The European Commission froze almost euro500 million ($800 million) in aid to Bulgaria on Wednesday, citing corruption, organized crime, severe spending irregularities and alleged vote-buying in a country that only joined the EU last year.
The move prompted Bulgaria’s opposition party to call for a confidence vote against the Socialist-led government, the sixth such motion since the government took office in 2005. Since the Socialists control 150 seats in the 240-member parliament, the government is expected to survive the vote.
The European Commission indefinitely froze euro486 million (US$774 million) in aid for farmers, road-building and other infrastructure projects and blacklisted two Bulgarian government agencies handling EU funds.
The suspension remains in effect until “sound financial management structures are in place,” the EU said in a statement.
In a separate report, the EU warned Romania it must speed up reforms and do more to fight corruption but announced no financial penalties.
Bulgarian President Georgi Parvanov conceded there were “serious problems” in the Bulgarian system that hampered efforts to tackle corruption and organized crime. But he said the country had already made some progress toward solving these issues.
Romania vowed to crackdown on corruption.

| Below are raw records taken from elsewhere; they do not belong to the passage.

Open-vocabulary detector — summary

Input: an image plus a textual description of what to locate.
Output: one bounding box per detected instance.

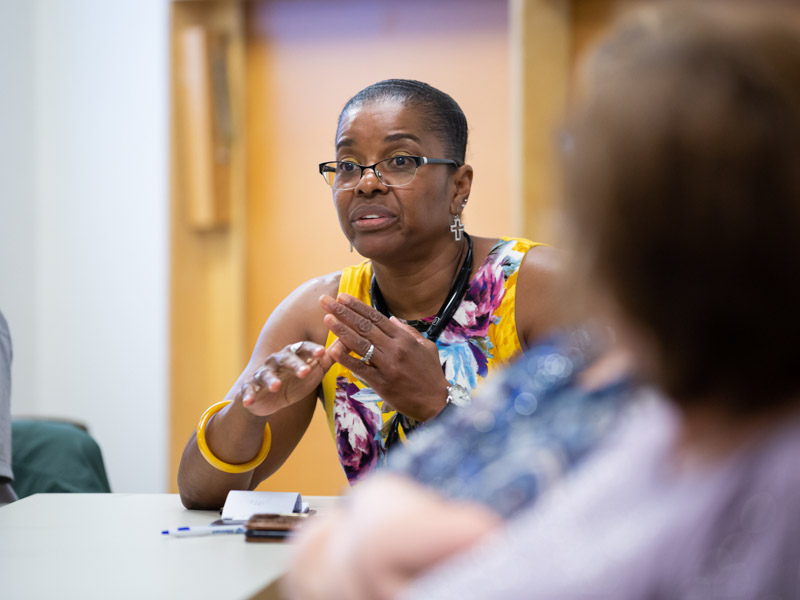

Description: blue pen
[161,525,244,537]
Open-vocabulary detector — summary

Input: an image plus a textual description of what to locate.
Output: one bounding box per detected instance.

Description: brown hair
[564,3,800,411]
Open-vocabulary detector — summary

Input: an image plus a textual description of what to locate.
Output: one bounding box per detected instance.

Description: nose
[355,167,389,195]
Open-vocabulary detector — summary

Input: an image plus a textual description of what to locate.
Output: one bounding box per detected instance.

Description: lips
[350,206,397,231]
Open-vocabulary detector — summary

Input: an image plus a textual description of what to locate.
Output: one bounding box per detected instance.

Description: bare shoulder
[520,246,563,279]
[254,271,342,360]
[515,246,564,347]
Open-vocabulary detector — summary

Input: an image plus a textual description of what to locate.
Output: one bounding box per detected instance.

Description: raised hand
[320,294,448,421]
[239,341,333,416]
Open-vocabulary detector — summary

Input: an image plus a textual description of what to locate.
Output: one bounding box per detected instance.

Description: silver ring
[361,344,375,365]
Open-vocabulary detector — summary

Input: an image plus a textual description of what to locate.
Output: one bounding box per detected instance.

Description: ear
[450,165,472,215]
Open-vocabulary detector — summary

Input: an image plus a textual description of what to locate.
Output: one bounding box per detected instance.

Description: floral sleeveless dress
[322,238,541,484]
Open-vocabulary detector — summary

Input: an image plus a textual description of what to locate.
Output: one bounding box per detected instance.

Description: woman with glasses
[285,2,800,600]
[178,79,556,508]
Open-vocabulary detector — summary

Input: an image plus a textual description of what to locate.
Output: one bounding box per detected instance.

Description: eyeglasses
[319,154,458,190]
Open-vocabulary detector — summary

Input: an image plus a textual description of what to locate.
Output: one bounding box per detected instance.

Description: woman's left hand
[320,294,448,421]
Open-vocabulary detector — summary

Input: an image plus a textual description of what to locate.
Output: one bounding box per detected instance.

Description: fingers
[328,340,378,379]
[240,341,331,406]
[319,294,396,337]
[389,316,428,343]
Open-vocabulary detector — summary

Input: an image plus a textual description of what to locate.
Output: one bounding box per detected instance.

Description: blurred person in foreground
[287,3,800,600]
[178,79,557,508]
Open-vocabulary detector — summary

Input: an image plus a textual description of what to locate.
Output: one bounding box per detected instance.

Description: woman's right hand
[237,340,333,417]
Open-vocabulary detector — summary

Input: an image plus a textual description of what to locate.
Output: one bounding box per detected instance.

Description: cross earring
[450,215,464,242]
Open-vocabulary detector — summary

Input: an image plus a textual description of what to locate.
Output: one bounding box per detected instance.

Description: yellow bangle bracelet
[197,400,272,473]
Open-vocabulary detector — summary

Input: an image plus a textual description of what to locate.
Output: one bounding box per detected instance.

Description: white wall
[0,0,36,412]
[0,0,169,492]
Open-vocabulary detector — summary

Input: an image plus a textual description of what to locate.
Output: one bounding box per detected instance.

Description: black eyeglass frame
[319,154,461,190]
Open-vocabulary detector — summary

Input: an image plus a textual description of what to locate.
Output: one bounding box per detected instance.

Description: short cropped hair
[339,79,468,165]
[563,3,800,413]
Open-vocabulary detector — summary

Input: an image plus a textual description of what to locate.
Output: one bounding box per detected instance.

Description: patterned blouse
[387,330,637,518]
[322,238,540,484]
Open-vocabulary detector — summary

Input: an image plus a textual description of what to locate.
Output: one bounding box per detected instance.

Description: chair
[11,418,111,498]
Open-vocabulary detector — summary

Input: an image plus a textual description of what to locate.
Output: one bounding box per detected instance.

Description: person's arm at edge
[178,273,340,509]
[514,246,566,350]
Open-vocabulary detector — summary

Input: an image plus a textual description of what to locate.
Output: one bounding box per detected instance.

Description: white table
[0,494,335,600]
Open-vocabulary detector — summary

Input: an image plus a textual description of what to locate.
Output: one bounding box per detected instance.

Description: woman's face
[333,101,472,260]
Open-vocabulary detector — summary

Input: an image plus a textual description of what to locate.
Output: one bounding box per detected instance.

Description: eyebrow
[336,133,422,151]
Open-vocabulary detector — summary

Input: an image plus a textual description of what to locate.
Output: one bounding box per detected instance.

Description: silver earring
[450,215,464,242]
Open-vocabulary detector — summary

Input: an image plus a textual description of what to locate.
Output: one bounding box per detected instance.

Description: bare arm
[178,273,339,508]
[515,246,566,349]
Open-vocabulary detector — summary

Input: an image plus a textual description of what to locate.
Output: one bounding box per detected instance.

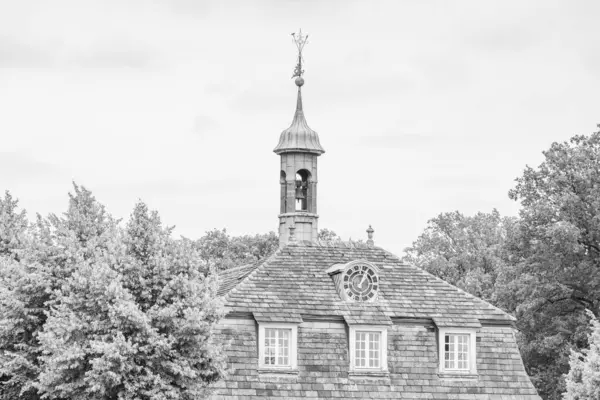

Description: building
[213,34,539,400]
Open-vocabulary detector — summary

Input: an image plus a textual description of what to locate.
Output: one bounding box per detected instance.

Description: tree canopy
[0,185,225,400]
[405,126,600,400]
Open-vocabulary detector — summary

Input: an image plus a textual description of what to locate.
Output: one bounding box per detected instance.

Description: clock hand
[358,274,367,287]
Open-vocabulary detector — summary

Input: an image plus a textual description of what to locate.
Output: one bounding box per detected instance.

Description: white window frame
[438,328,477,375]
[349,325,388,373]
[258,322,298,371]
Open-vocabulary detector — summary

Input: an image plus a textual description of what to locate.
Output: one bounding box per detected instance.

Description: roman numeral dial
[343,264,379,301]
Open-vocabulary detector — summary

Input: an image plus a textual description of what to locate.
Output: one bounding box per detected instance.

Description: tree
[0,185,225,400]
[509,126,600,399]
[38,198,225,400]
[195,229,279,270]
[563,310,600,400]
[403,210,516,303]
[317,228,342,242]
[0,191,29,258]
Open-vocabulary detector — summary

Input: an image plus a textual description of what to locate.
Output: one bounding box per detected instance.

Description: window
[296,169,310,211]
[350,325,387,372]
[439,328,477,374]
[258,322,298,370]
[354,331,381,368]
[444,334,469,370]
[263,328,292,367]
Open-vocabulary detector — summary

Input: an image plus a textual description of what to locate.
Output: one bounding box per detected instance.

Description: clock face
[344,264,379,301]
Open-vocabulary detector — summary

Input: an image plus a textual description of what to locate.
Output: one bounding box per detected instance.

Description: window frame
[438,328,477,375]
[348,325,388,373]
[258,322,298,371]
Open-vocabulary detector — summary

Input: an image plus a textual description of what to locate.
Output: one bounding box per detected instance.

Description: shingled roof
[219,241,514,326]
[211,242,540,400]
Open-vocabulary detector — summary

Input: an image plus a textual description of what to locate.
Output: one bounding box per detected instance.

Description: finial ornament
[367,225,375,247]
[292,29,308,86]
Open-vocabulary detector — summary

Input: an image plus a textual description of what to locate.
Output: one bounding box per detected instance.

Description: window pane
[264,328,291,366]
[444,334,469,370]
[354,332,381,368]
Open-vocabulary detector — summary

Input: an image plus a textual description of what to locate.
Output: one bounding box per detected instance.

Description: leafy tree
[0,185,225,400]
[404,210,516,302]
[317,228,342,242]
[509,127,600,399]
[563,310,600,400]
[0,191,29,258]
[195,229,279,270]
[38,203,225,400]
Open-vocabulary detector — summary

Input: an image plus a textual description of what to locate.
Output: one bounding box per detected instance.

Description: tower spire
[273,29,325,154]
[273,30,325,245]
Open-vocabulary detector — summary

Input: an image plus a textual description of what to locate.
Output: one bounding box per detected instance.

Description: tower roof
[273,30,325,155]
[273,77,325,154]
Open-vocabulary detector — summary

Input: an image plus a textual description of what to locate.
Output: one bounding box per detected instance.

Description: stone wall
[212,319,539,400]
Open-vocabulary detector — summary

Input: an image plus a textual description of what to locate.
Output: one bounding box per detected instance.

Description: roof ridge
[221,261,260,273]
[223,246,287,302]
[381,248,517,321]
[405,263,517,321]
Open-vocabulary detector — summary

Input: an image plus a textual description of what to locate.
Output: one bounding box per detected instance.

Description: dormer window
[439,328,477,375]
[296,169,310,211]
[258,322,298,371]
[350,325,387,374]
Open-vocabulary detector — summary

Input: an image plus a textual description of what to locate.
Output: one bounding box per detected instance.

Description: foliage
[317,228,342,242]
[509,127,600,399]
[195,229,279,270]
[0,191,29,259]
[404,210,516,301]
[405,126,600,400]
[0,185,225,400]
[563,310,600,400]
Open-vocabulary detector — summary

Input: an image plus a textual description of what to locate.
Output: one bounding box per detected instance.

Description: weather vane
[292,29,308,78]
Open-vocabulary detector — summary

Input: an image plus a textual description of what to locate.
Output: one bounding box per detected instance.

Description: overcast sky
[0,0,600,254]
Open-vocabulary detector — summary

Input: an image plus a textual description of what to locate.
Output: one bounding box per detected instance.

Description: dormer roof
[220,241,515,326]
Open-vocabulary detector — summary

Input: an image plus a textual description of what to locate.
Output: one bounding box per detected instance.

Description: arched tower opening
[295,169,310,211]
[279,171,287,214]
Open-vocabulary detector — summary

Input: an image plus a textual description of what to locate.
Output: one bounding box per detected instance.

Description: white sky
[0,0,600,254]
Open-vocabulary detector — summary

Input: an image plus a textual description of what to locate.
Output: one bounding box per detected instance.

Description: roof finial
[367,225,375,247]
[292,29,308,87]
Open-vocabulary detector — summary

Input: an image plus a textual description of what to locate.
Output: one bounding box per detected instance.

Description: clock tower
[273,31,325,245]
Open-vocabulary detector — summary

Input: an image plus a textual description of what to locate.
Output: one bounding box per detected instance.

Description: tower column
[273,31,325,245]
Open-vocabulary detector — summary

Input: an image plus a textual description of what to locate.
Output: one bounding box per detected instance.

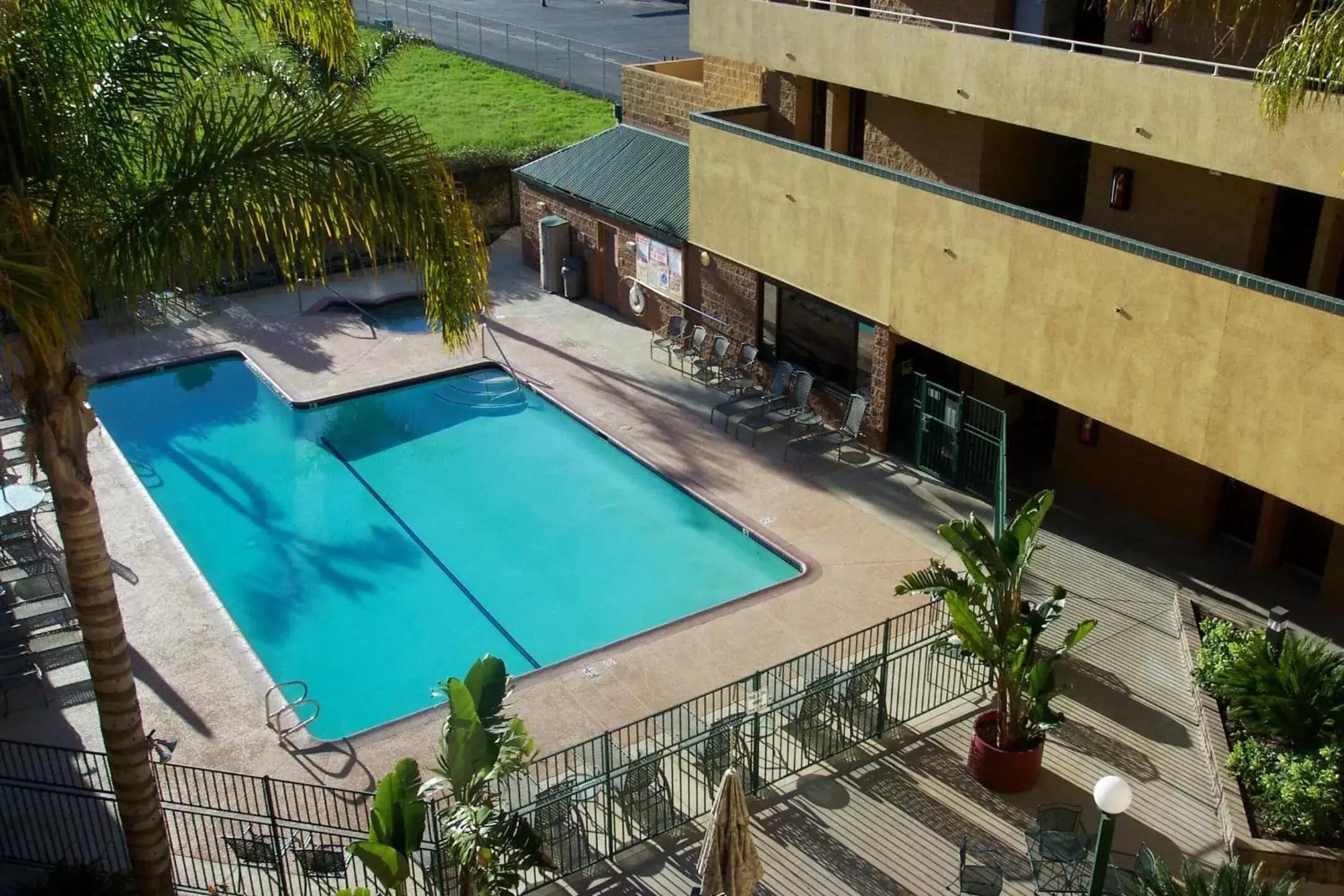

“We are determined to continue zero tolerance to those who use public office to get rich,” Romanian Prime Minister Calin Popescu Tariceanu said in Bucharest.
Bulgaria has seen some 150 mafia-style slayings since it emerged from communism in 1989, but there have been no convictions.
The European Commission said Bulgaria’s legal reforms and fight against corruption and organized crime were not producing sufficient results. The Bulgarian judiciary is rife with red tape and leaks confidential information that harms prosecutions, the commission said. Bulgaria’s penal code is also outdated, it added.
The EU also expressed concern allegations of corruption and vote-buying at the November 2007 local elections have not been properly investigated.
Despite the negative report cards, the EU executive asserted the decision to bring the two into the EU in 2007 was valid. They joined on condition they would undertake major reforms and curb corruption.
The 27-nation EU has taken in 12 newcomers since 2004, spending billions of euros (dollars) to improve infrastructure across poorer eastern Europe.